La lingua parlata dagli Israeliti, la scelta nazione di Dio, era l’ebraico. Perciò l’Autore della Bibbia adoperò tale lingua per far scrivere quasi tutto il cosiddetto Antico Testamento, appropriatamente chiamato Scritture Ebraiche.
Quando si cominciò a scrivere la Bibbia? Verso l’anno 1513 a.C., poco dopo che gli Israeliti erano stati liberati dalla schiavitù in Egitto. Geova disse a Mosè: “Scrivi questo fatto in un libro, perché se ne conservi il ricordo”. Dio stesso aveva dato a Mosè “due tavole della testimonianza, tavole di pietra, scritte col dito di Dio”. Queste tavole contenevano i Dieci Comandamenti. Mosè incorporò questi nel libro di Esodo quando scrisse i primi cinque libri della Bibbia. — Eso. 17:14; 31:18.
D’allora in poi si sviluppò la composizione della Bibbia. Dio adoperò molti uomini, uomini di ogni ceto sociale, come Giosuè, un generale, Samuele, un giudice, Davide, un re. Daniele, un primo ministro, Esdra, uno scriba, Nehemia, un funzionario di corte, Amos, un pastore e Geremia, un profeta. Questi uomini scrissero con la guida dell’infinita sapienza e potenza dell’Originatore della Bibbia. Ammisero che i pensieri che scrivevano non provenivano da loro. Davide disse: “Lo spirito dell’Eterno [Geova] ha parlato per mio mezzo, e la sua parola è stata sulle mie labbra”. — 2 Sam. 23:2.
La composizione delle Scritture Ebraiche terminò con il libro di Malachia, undici secoli circa dopo che Mosè ebbe cominciato il libro di Genesi.
Si dovevano ancora aggiungere altri scritti biblici, ma in una lingua diversa. Cristo Gesù venne sulla terra. Era vitale che la vita e gli insegnamenti del Fondatore del Cristianesimo fossero messi per iscritto. Quindi i discepoli e apostoli di Cristo scrissero altri ventisette libri, da Matteo fino ad Apocalisse. Scrissero sotto l’influenza dello spirito di Dio. Pertanto l’apostolo di Cristo poteva dire: “Tutta la Scrittura è ispirata da Dio e utile a insegnare, a rimproverare, a mettere le cose a posto, a disciplinare nella giustizia, affinché l’uomo di Dio sia pienamente capace, del tutto fornito per ogni opera buona”. — 2 Tim. 3:16, 17, NM.

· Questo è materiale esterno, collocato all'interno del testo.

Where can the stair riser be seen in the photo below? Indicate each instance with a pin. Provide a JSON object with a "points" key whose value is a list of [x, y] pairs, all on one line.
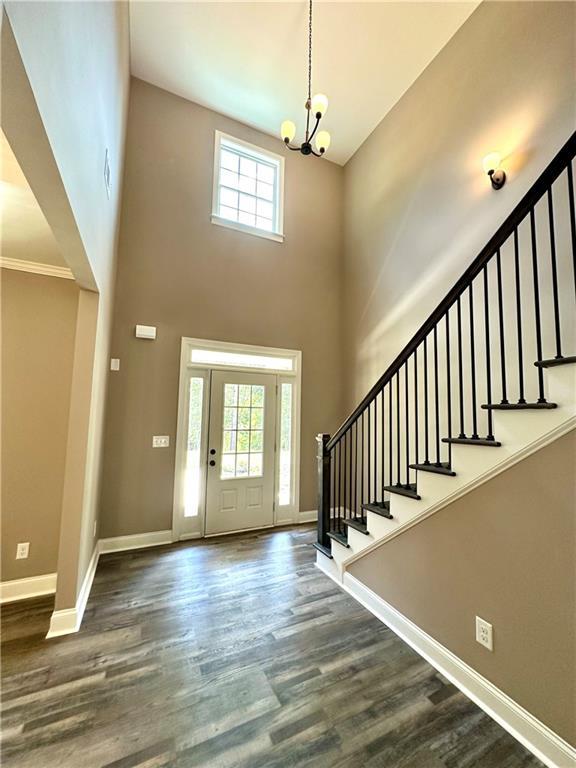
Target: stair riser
{"points": [[520, 428], [561, 385], [358, 541], [380, 526]]}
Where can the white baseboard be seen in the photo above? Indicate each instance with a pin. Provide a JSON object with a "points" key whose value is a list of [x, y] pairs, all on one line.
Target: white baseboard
{"points": [[32, 586], [310, 516], [537, 737], [68, 620], [135, 541]]}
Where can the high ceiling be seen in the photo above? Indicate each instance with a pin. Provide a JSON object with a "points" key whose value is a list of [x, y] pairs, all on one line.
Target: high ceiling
{"points": [[25, 233], [248, 60]]}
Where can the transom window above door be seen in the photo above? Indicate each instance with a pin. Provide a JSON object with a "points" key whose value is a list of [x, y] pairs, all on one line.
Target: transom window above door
{"points": [[248, 188]]}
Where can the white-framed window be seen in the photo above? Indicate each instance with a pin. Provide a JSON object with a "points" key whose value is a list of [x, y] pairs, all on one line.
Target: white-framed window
{"points": [[248, 188]]}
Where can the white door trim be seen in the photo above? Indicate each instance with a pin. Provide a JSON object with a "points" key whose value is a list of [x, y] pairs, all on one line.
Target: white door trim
{"points": [[283, 515]]}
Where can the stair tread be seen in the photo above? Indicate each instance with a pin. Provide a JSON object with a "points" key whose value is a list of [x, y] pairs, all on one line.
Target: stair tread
{"points": [[358, 525], [439, 469], [404, 490], [554, 361], [324, 550], [340, 538], [519, 406], [381, 508], [472, 441]]}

In quale lingua furono scritti questi ventisette libri ispirati? Non in ebraico, poiché l’ebraico era divenuto una lingua morta. Il koiné o greco comune era divenuto una lingua internazionale, il linguaggio del popolo. Quindi il greco comune fu la lingua che Dio adoperò per far scrivere il cosiddetto “Nuovo Testamento”, chiamato appropriatamente le Scritture Greche Cristiane.
Com’è chiaro dunque che Dio voleva che il popolo conoscesse i suoi pensieri! Salmo 119:105 ci dice: “La tua parola è una lampada al mio piè ed una luce sul mio sentiero”. La Bibbia è la guida dell’uomo. Furono fatti molti manoscritti della Bibbia, ossia copie scritte a mano, e furono diffusi dappertutto per il beneficio di tutti i Cristiani.
Ma il tempo cambia la lingua. Nascono nuove lingue. Divenne quindi necessaria la traduzione della Bibbia onde preservare i pensieri di Dio. Nel terzo e quarto secolo avanti Cristo, gli stessi Ebrei di lingua greca ad Alessandria e in Egitto non erano in grado di leggere le Scritture in ebraico. Così verso l’anno 280 a.C. un gruppo di circa settanta uomini, secondo una lettera citata dallo storico Giuseppe Flavio, cominciò l’opera di traduzione delle Scritture Ebraiche in greco comune. Questa versione, completata durante il primo secolo avanti Cristo, venne chiamata la “Versione dei Settanta”. È anche indicata dal numero romano usato per settanta, cioè LXX.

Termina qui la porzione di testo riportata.